Today, living or working in a loft is considered a sign of good taste. Often, even ordinary apartments in panel houses, as well as Soviet office buildings, the owners try to design “loft-like”.

Is it worth it, and if so, how?

If you are thinking about creating a loft interior, it is better that your house or office was built no later than the 40s of the last century, it was brick and with a large living space. As an option, you can decorate modern large-sized housing in the “loft-like” style, but experimenting with classic panel “Khrushchev” or “Brezhnevka” is still not worth it in order to avoid the effect of Soviet “brick-like” wallpaper. Two-level apartments are ideal for equipping a loft space. It would be nice if these apartments were open plan.

Zoning in a loft apartment is best done with the help of furniture, placing bright accents so that the loft does not lose its “industrialism”, but at the same time does not become too harsh. For example, on the ground floor of a two-level apartment, you can place a bathroom and a kitchen, which would become the center of the entire space. For a loft, muted “natural” colors are better suited: brown, slate, white, the picture is complemented by artificial aging of interior items, worn parquet boards, “steampunk” braid for wiring.

Designer lamps made in vintage style and placed in the apartment will add authenticity.

One of the most important elements of the loft style is the floor.

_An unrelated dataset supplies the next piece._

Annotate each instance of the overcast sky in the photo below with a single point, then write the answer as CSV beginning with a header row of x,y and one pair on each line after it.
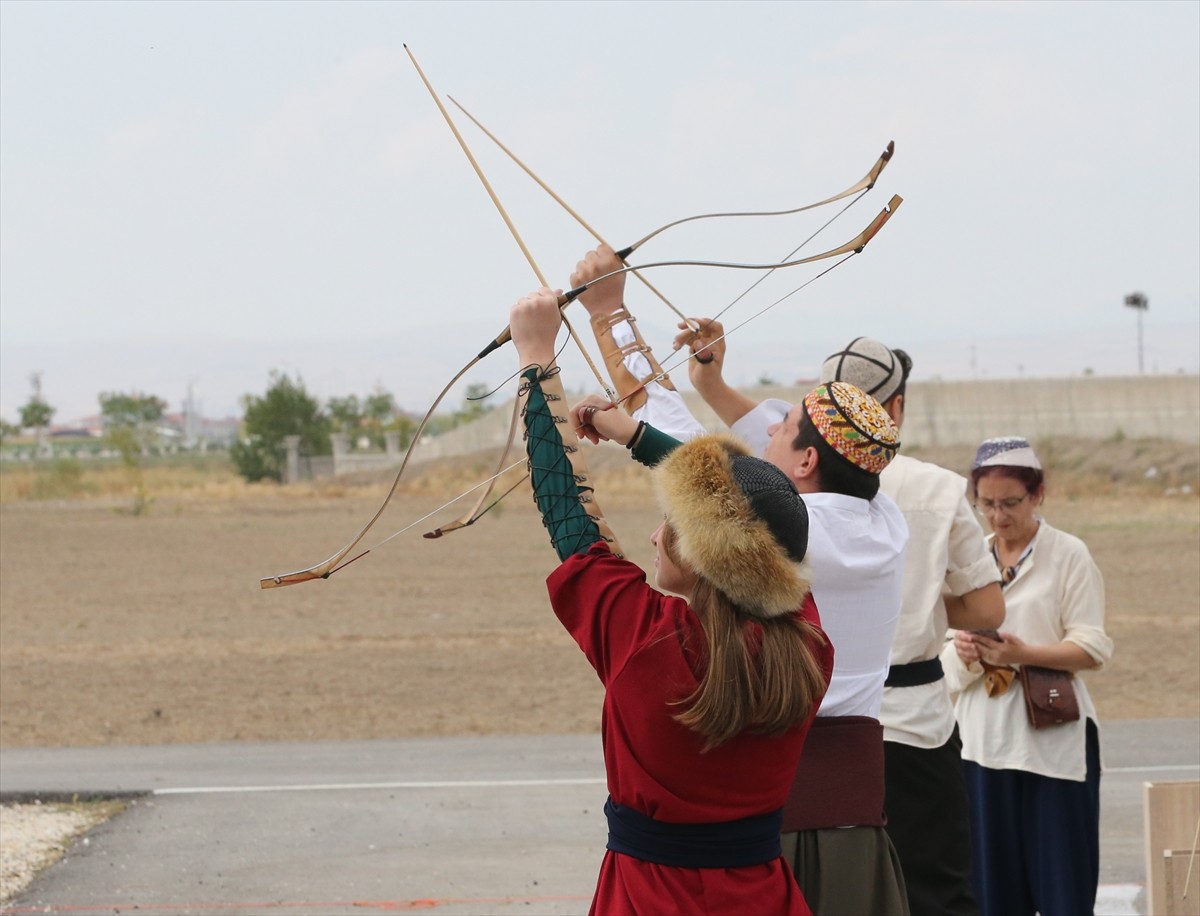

It should have a fairly “old” look with a “worn” effect, it is better if it is a natural, artificially aged tree. Parquet, parquet board and ceramic tiles in the loft will look out of place. Natural, and even stylized wood is too expensive. The optimal solution for laying the floor in the loft is Alpine Floor spc laminate.

A large assortment of tile models made under natural wood will allow you to solve any design problem in the design of a loft. In addition to the price, vinyl flooring has such advantages over natural wood as its absolute moisture resistance, ease of installation that does not require special skills, wear resistance for more than 2 decades with intensive use, resistance to fungal infections, and independence from humidity conditions. The appearance and texture of Alpine Floor quartz-vinyl coatings are indistinguishable from the original wood.

Alpine floor in the loft interior. Model – ECO182-7 Country Oak

If the walls in the future loft are still not brick, but concrete, then it is recommended to cover them with tinted wax to give them a noble and “old” look.
The main finishing material for the walls of the loft is plywood, it can be used to decorate window slopes and build a podium, under which to remove communications.